Die Erfahrung selbst und sogar die Geschichten, die aus dem Zusammenhandeln der Menschen natürlicherweise entstehen, fallen der gleichen Vergänglichkeit anheim, die das Schicksal des lebendigen Worts und der lebendigen Tat ist, es sei denn, sie werden wieder und wieder besprochen.“Hannah Arendt

Gegen das Vergessen – Ein Brief von Mazlum Çelik

Abschiebungen sind unmenschlich. Abschiebungen sind traumatisierend. Abschiebungen reißen Menschen immer aus ihren Lebenszusammenhängen. Betroffen sind diejenigen, die durch ihre Flucht oder durch die Umstände ihrer Flucht entwurzelt und oft traumatisiert sind.
Abschiebungen sind Alltag in Deutschland und ein wesentlicher Bestandteil hiesiger Flüchtlingspolitik. Abschiebungen funktionieren, weil Politiker, Ausländerbehörden und Polizei meinen, sie hätten nach Recht und Gesetz gehandelt.

Der Saarländische Flüchtlingsrat hat jetzt auf seiner Webseite einen Brief von Mazlum Çelik veröffentlicht, den der Verein kurz vor Weihnachten aus der Türkei erhalten hat. In diesem Brief schildert Mazlum Çelik seine positive Erinnerung an die Zeit in Deutschland und die vielfältigen Probleme, die er bis heute als „deutscher Kurde“ in seinem Leben in der Türkei hat. An dem was Mazlum Çelik beschreibt, wird das ganze Desaster der saarländischen Flüchtlings- und Abschiebepolitik deutlich.

Die Abschiebung der Familie Çelik in die Türkei war seinerzeit einer der Impulse, warum sich 2003 der Saarländische Flüchtlingsrat gründete.

Den vollständigen Brief finden Sie hier

Artikel Saarbrücker Zeitung vom 5.12.2012

Zum Hintergrund:
Am 5. September 2002 wurde die sechsköpfige kurdische Familie Çelik, die 10 Jahre im Ortsteil Gerlfangen der Gemeinde Rehlingen-Siersburg gelebt hatte, in einer dramatischen Aktion durch ein großes Polizeiaufgebot zwischen 4 und 5 Uhr morgens abgeführt und nach Frankfurt zum Flug nach Ankara verbracht. Das Schlimme an dieser Abschiebung war nicht nur die Art und Weise der Polizeiaktion, sondern vor allem die Tatsache, dass die Kinder alle bis auf Mesut, den Ältesten, in Deutschland geboren wurden. Und Mesut fing gerade erst zu sprechen an, als er zweijährig nach Deutschland kam.
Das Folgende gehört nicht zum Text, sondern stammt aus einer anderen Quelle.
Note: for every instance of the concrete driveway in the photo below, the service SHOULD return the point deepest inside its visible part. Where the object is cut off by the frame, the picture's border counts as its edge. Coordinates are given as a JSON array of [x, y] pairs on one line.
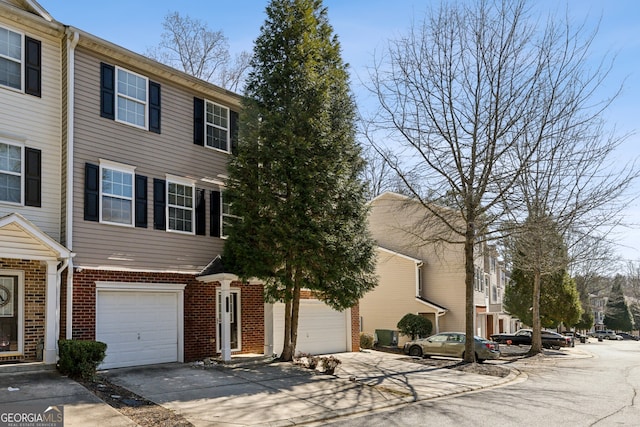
[[279, 394]]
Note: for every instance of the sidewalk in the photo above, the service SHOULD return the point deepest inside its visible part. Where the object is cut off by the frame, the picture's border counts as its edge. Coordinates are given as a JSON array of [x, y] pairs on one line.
[[280, 394]]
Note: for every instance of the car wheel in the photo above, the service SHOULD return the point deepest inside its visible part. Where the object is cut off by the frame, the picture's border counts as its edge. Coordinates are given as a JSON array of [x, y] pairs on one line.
[[415, 351]]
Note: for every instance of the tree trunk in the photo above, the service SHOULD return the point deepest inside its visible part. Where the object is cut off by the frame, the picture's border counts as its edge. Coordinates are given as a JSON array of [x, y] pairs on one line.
[[287, 350], [536, 337], [469, 269]]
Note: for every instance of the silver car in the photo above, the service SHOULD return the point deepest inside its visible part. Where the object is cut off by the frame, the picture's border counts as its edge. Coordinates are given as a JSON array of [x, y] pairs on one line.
[[451, 344]]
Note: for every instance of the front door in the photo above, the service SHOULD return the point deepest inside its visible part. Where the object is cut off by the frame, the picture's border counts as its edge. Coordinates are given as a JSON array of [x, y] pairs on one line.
[[234, 318], [9, 319]]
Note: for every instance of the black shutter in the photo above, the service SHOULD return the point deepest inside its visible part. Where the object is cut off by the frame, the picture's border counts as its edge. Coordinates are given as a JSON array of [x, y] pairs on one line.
[[33, 177], [234, 132], [141, 201], [198, 121], [159, 204], [91, 192], [107, 91], [201, 213], [215, 213], [154, 107], [33, 67]]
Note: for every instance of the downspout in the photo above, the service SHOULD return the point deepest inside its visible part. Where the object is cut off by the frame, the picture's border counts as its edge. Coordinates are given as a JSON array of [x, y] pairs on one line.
[[65, 264], [72, 41]]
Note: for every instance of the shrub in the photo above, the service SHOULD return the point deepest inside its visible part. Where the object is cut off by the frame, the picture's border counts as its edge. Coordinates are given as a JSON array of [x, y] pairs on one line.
[[329, 364], [366, 340], [414, 326], [80, 358]]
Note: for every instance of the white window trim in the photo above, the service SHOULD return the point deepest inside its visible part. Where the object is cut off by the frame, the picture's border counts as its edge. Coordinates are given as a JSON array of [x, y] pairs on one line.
[[146, 101], [107, 164], [223, 215], [20, 295], [22, 172], [228, 128], [189, 183], [22, 61]]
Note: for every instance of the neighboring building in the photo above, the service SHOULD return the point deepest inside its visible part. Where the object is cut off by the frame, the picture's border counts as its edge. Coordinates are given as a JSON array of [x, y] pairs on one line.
[[421, 276], [122, 160], [32, 259]]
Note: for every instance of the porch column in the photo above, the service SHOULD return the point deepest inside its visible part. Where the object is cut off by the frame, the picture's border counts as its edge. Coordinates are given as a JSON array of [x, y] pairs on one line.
[[225, 302], [51, 313]]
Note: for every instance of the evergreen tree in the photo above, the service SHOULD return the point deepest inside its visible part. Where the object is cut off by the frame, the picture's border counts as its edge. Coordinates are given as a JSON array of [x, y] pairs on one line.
[[294, 181], [616, 315]]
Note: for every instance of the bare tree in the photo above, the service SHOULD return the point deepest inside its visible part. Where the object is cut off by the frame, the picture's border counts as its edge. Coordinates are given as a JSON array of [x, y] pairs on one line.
[[471, 94], [188, 44]]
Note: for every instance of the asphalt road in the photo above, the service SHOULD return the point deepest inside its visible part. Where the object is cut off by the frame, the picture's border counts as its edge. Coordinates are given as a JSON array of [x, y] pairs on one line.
[[601, 391]]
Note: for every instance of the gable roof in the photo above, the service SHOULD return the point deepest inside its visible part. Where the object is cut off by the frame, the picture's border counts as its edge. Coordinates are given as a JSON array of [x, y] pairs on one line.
[[28, 241]]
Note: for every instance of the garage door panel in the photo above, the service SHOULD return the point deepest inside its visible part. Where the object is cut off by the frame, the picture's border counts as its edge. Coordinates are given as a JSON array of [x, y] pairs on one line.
[[139, 327], [320, 329]]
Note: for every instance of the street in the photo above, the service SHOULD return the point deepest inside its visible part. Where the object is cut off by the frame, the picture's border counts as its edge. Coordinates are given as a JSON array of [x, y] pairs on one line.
[[552, 391]]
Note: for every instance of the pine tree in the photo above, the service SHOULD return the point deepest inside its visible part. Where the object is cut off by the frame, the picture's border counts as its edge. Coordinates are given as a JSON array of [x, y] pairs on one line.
[[294, 181]]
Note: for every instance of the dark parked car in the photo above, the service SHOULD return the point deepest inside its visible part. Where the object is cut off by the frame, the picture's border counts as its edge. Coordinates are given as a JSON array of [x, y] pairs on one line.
[[523, 337], [451, 344], [627, 336]]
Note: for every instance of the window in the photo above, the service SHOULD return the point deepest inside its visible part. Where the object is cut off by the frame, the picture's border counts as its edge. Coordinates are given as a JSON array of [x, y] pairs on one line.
[[217, 126], [10, 59], [116, 193], [131, 98], [228, 218], [180, 205], [20, 62], [10, 173]]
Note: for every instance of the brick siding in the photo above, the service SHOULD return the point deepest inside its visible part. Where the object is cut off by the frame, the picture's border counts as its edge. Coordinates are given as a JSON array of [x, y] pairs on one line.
[[199, 309]]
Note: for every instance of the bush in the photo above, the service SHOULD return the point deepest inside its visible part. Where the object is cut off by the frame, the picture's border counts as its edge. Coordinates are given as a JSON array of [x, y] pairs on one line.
[[80, 358], [366, 340], [414, 326]]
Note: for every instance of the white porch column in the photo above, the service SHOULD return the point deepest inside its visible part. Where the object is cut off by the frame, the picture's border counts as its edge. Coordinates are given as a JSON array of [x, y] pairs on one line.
[[225, 319], [51, 313]]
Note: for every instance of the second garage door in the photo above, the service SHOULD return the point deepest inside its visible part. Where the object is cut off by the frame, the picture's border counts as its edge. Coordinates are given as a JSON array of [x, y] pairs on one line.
[[321, 329], [140, 327]]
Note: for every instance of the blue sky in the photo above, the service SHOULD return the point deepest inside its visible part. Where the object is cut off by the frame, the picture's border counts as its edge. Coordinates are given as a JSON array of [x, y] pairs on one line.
[[363, 26]]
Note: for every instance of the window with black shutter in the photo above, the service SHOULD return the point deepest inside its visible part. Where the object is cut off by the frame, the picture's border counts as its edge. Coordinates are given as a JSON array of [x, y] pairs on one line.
[[91, 192], [33, 67], [33, 177]]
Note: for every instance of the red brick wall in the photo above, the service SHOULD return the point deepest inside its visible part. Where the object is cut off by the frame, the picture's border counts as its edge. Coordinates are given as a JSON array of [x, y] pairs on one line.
[[199, 309], [35, 279]]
Große Teile der Bevölkerung des Dorfes Gerlfangen, in dem die Familie 10 Jahre gelebt hat und gut integriert war, waren damals entsetzt und erbost über die von der damaligen Innenministerin Kramp-Karrenbauer veranlasste Abschiebung. Viele von Ihnen protestierten gegen diese Abschiebung und gründeten einen Unterstützerkreis zur Rückkehr der Familie Çelik, der bis heute den Kontakt zur Familie aufrecht erhält. Der Unterstützerkreis ist auch Gründungsmitglied des Saarländischen Flüchtlingsrates.
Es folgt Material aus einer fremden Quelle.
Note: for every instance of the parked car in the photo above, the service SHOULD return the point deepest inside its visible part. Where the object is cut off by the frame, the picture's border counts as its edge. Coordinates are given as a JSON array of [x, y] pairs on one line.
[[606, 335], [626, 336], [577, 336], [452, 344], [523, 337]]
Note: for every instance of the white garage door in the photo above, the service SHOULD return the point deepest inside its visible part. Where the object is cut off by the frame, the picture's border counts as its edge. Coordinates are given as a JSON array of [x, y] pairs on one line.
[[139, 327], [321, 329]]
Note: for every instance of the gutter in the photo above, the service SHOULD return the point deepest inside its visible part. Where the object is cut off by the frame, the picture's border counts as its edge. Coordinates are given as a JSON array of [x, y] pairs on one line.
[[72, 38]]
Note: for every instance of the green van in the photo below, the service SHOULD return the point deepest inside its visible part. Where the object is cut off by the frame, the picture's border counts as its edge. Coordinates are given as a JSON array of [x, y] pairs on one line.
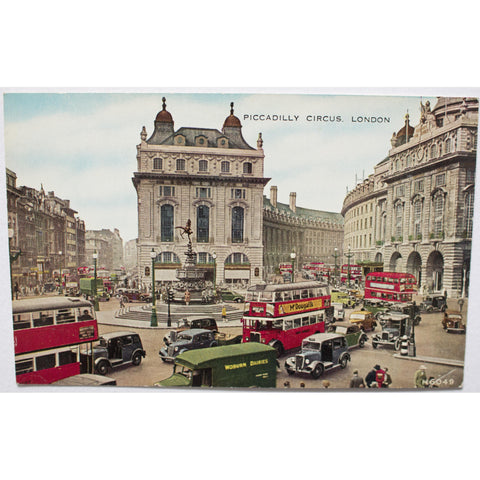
[[243, 365]]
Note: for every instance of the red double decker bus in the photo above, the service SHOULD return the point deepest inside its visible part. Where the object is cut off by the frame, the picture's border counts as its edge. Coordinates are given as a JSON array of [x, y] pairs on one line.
[[283, 315], [355, 273], [390, 286], [48, 333]]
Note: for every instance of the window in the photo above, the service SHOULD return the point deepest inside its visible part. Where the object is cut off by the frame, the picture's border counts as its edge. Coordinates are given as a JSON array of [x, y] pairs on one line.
[[418, 186], [203, 165], [167, 191], [438, 206], [440, 180], [417, 220], [238, 193], [180, 164], [166, 223], [203, 220], [203, 192], [247, 167], [237, 224], [468, 214], [398, 220]]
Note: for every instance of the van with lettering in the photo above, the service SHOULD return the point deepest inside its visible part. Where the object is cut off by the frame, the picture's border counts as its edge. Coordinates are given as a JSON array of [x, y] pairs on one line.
[[243, 365]]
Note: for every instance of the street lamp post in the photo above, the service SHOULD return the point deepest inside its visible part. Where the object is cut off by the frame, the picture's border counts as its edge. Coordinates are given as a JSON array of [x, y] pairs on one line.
[[153, 320], [348, 255], [335, 256], [293, 256], [95, 297]]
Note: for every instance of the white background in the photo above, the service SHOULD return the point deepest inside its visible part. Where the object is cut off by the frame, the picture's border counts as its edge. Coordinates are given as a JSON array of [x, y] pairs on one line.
[[410, 47]]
Frau Çelik wurde von deutschen Gerichten nicht als politischer Flüchtling anerkannt, obwohl sie bereits als 16-Jährige im türkisch-kurdischen Bürgerkrieg gefoltert wurde. Ihr Vater hatte aufständische Kurden bewirtet, deren Namen die Folterer von ihr erfahren wollten. Diese Tatsache fand in ihrem Asylverfahren allerdings keine Berücksichtigung. Einerseits, weil der Dolmetscher Frau Çelik in der ersten Anhörung vor Gericht anherrschte, „dies (die Folterung) gehöre nicht hierher“ und andererseits hatte der erste Anwalt der Familie es leider versäumt, die Folterung aktenkundig zu machen.
Hinzu kam ein juristisches Vergehen, das in einer Namensfälschung und der Beschaffung falscher Personalpapiere bestand, weil Frau Çelik, die gerade zum zweiten Mal schwanger war, der Weisung der Ausländerbehörde nicht folgen wollte, in eines der neuen Bundesländer umzusiedeln. Die Familie hatte Angst vor rassistischen Übergriffe, wie sie dort bis heute an der Tagesordnung sind.